Trees—biggest and longest-lived of all plants—provide innumerable benefits to humankind and the rest of the biosphere. For one thing, they function as great carbon sinks: They absorb carbon dioxide, one of the Earth’s premier greenhouse gases, in order to conduct photosynthesis, the process by which trees generate their carbohydrate fuel. Recent evidence suggests areas of significant timbered extent, such as the eastern United States, may notably buffer against the large-scale emission of carbon dioxide from human industries.
Trees also provide significant habitat for a host of species, from bark-burrowing insects to denning martens. A forest stringer shouldering a stream and surrounded by open agricultural or developed land may function as an utterly crucial corridor for large mammals negotiating such inhospitable terrain. A tree shelters the nests of songbirds in the spring, provides resting roosts for migrants in the autumn, and services as scouting vantages for raptors year-round.
These magnificent plants also affect the microclimate of a given area—the localized characteristics of precipitation, wind, and other weather factors. By condensing water vapor on their leaves and twigs, and simply by shading from drying sunlight, trees can increase moisture under their canopies. This benefits a plethora of other plants growing at the base of the trunk. As every Great Plains farmer knows, a woodlot can provide a substantial wind break, too; during a big windstorm, the air in the understory interior of a large forest may be quite calm, protecting shrubs and herbs.
Just as significantly, trees are beautiful—and this aesthetic value should not be understated. There’s a reason community activists in inner-city labyrinths often initiate tree-planting events: It brings together neighbors for a productive activity while greening an otherwise concrete- and asphalt-heavy landscape (not to mention imparting some of the ecological benefits mentioned above).
All things considered, trees are one of the planet’s most valuable natural resources, and we’d do well to approach them sustainably. We’ll always use wood products, but a few simple choices can minimize the amount you personally use—and waste. Switching over to paperless billing is one easy idea: Do your banking online, for example, and cut down on all those updates, queries, and notices from your financial institution. Certain companies even reward you for going paperless.

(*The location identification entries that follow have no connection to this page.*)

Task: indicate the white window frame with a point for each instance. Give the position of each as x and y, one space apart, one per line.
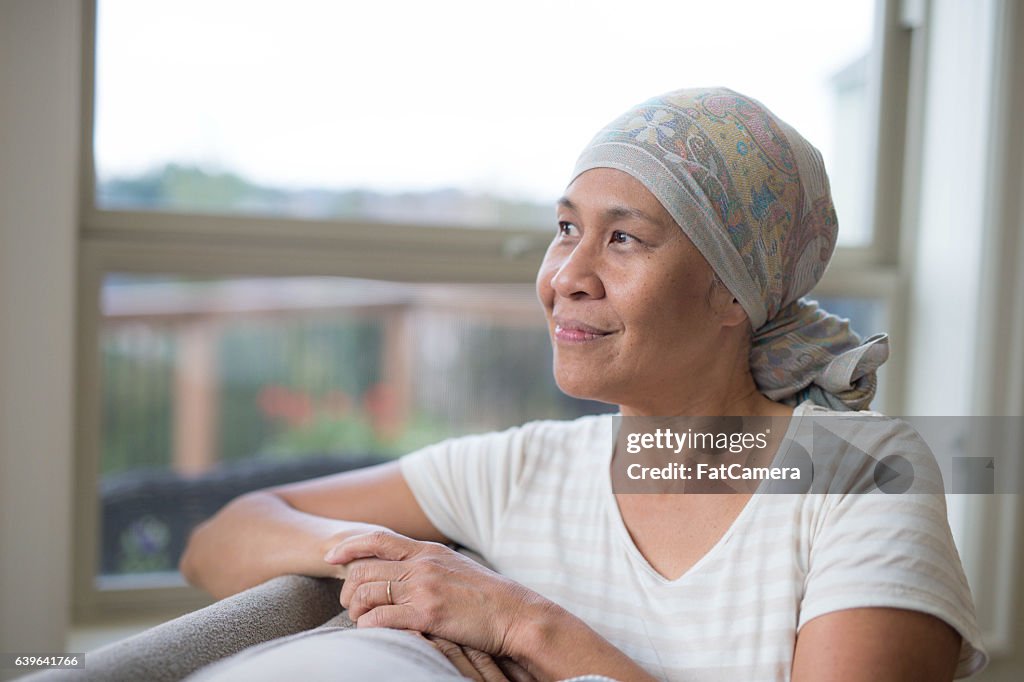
237 245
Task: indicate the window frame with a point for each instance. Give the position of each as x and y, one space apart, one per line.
259 246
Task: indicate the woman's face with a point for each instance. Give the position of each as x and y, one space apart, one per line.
626 294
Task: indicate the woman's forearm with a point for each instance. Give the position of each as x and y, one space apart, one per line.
553 644
258 537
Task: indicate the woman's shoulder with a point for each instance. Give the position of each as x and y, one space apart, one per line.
866 452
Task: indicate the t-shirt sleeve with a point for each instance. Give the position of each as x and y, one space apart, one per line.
872 549
464 485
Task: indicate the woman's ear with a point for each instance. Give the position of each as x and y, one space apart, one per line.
733 314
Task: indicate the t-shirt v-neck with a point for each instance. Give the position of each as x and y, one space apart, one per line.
637 557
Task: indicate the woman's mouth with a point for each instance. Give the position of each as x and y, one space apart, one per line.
571 331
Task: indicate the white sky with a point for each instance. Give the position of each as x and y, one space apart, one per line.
414 95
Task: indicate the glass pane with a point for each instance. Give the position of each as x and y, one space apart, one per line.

Even in this age of email and smartphones, the sheer weight of junk mail you receive in your mailbox (the physical one) can still be staggering. Take the time to specially request that the offending companies remove you from their mailing list.
Using double-sided pages for printing can substantially cut down on wasted paper. So can requesting, at the ATM, that a bank send your transaction receipt via email or to an online message center, rather than printing out a paper copy you may scarcely glance at.
Our ever more versatile and powerful smartphones can play a role in tree preservation, too, in terms of cutting back on paper. These days you don’t need to print out directions; you can reference the map on your portable screen. The same goes, increasingly, for things like coupons; many smartphones and businesses allow you to pull up the discount offer on your handheld device to be processed.
These are all little steps, but, conducted routinely and by more and more people, they can have a big impact. The deepest message is not that our 21st-century, computer-technology society has no more use for paper, or that all paper products are inherently unsustainable. Rather, it suggests that paying more attention to where our products come from and how we use them is the right way to move through the world—for the sake of forests and all other resources we depend on. If printing that next report on double-sided paper gives you a moment’s reflection on the myriad benefits trees render for us, it’s been worth it on more than one level.